No.1971の記事

切ないことです

酒酔いの暴走車に追突されて海に転落。3人の子供を失ったご夫婦の様子に違和感を覚えた人も多いと思う。奥さんが「子供たちは写真の中に入っただけで、前と何も変わっていない・・・」と、笑顔でいる姿。そう、彼女にとってはまだ子供は生きているのだ。

おそらく彼女の中では否定(事実を認めない)と分離(感情を切り離す)が行われているのだろう。こういった被害者がよく口にする言葉は「実感が湧かない」というもの。心が壊れてしまうような感情が湧きあがる場面ではこの感情を置き去りにする。そしてこの置き去りにされた感情が深いほど、心の癒しには時間がかかる。
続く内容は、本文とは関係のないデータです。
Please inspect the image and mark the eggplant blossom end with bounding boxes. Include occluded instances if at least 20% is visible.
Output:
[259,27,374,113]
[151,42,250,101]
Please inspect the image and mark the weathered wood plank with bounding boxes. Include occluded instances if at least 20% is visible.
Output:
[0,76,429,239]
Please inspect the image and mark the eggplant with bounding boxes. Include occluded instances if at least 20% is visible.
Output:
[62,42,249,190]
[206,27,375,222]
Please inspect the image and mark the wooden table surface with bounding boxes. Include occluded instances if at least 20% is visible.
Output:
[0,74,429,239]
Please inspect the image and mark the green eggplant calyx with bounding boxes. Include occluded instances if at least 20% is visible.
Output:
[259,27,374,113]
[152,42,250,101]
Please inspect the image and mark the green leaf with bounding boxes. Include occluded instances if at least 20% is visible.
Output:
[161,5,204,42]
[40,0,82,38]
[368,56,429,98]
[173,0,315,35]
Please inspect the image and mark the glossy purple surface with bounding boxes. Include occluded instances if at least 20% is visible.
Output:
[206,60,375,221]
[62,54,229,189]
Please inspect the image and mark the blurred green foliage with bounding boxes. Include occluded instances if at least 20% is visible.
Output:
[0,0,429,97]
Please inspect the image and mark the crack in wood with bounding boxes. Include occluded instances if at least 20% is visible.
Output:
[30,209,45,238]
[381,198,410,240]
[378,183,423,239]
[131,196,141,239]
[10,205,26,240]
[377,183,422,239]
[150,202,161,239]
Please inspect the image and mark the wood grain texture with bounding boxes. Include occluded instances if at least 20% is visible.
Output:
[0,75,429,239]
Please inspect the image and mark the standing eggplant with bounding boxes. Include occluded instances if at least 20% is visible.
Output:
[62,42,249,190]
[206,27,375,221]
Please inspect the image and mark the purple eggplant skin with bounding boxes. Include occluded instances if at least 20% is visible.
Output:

今後、このご夫婦がその事実に直面し、その感情を折々に経験しつつ、その事実を自我の一部として統合し得るときに真の癒しとなるが、それまでの道のりを思うと気が遠くなる感じを覚える。一方の加害者も普段は悪い人ではないのだろうが、こうなると極悪人扱いされ、彼の両親もこの事実を生涯負わなくてはならない。こちらも厳しい。むしろ彼の両親が自殺などの形にならないように配慮する必要があろう。

酒と車・・・。そしてそのタイミング。何とも言葉がない。